Folk arts and crafts museum in Kolkata, India

The Gurusaday Museum is a folk arts and crafts museum located in Kolkata, India.

==History==
The eminent Indian ICS officer and folklorist, Gurusaday Dutt collected over 3000 artifacts in the course of his entire career, spanning from 1905 to 1941. The bulk of the artifacts were collected between 1929 and 1939. Dutt has been referred to as, arguably, one of the foremost pioneers in the field of conservation of folk art and culture. The notable Bengali historian Nihar Ranjan Roy once commented: "Gurusaday Dutt had revealed the origin and flow of folk art and culture with the insight of an expert jeweller, who can easily identify a real stone".

After his death his belongings, especially the artifacts, were collected in an estate which was placed under the supervision of a trust of which the two original trustees were his brother-in-law, Major (Honorary) Basanta Kumar De, Commercial Traffic Manager (retired), of the BNR, who was the family nominee on the board of the trust and Shri Subimal Ray, Bar-at-law, formerly Judge of the Supreme Court of India, who was the legal adviser to the trust. Dutt's son, Birendrasaday Dutt, Esq., formerly of the Burma Shell, was also closely involved in the management of these artifacts. Based on the recommendations made by the two members of the trust and his son, the Bengal Bratachari Society founded the museum. Later, these artifacts were shifted to the newly established museum built in Joka, Kolkata. The museum building was formally opened in the presence of the then-chief minister of West Bengal, Dr.

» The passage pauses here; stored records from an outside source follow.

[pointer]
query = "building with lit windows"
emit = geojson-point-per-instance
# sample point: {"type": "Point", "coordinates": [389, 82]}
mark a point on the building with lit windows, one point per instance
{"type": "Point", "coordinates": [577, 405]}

Bidhan Chandra Ray in 1961 and the galleries were opened in the presence of the education minister of India, Professor Humayun Kabir in 1963.

The museum was administered by Dutt's daughter-in-law, Aroti Dutt, who was its long-time chairperson. The historian, Barun De, was a family nominee on the board of the museum for several years. The museum is an autonomous body, which has been under the guidance of the Ministry of Textiles of the Government of India since 1984.

==Collections==
Its collection includes archaeological objects, deities, manuscripts, masks, musical instruments, paintings, textiles and woodwork.

== Present status ==
In 2017, the central government stopped funding for the Gurusaday Museum and since then the museum had resorted to crowd-funding in order to sustain itself. The central government proposed to transfer all the artefacts present in the Gurusaday Museum to the Indian Museum. This decision which may have been taken independently of the staff at Gurusaday Museum was met with widespread criticism. As of December 2022, the museum has been temporarily closed to visitors.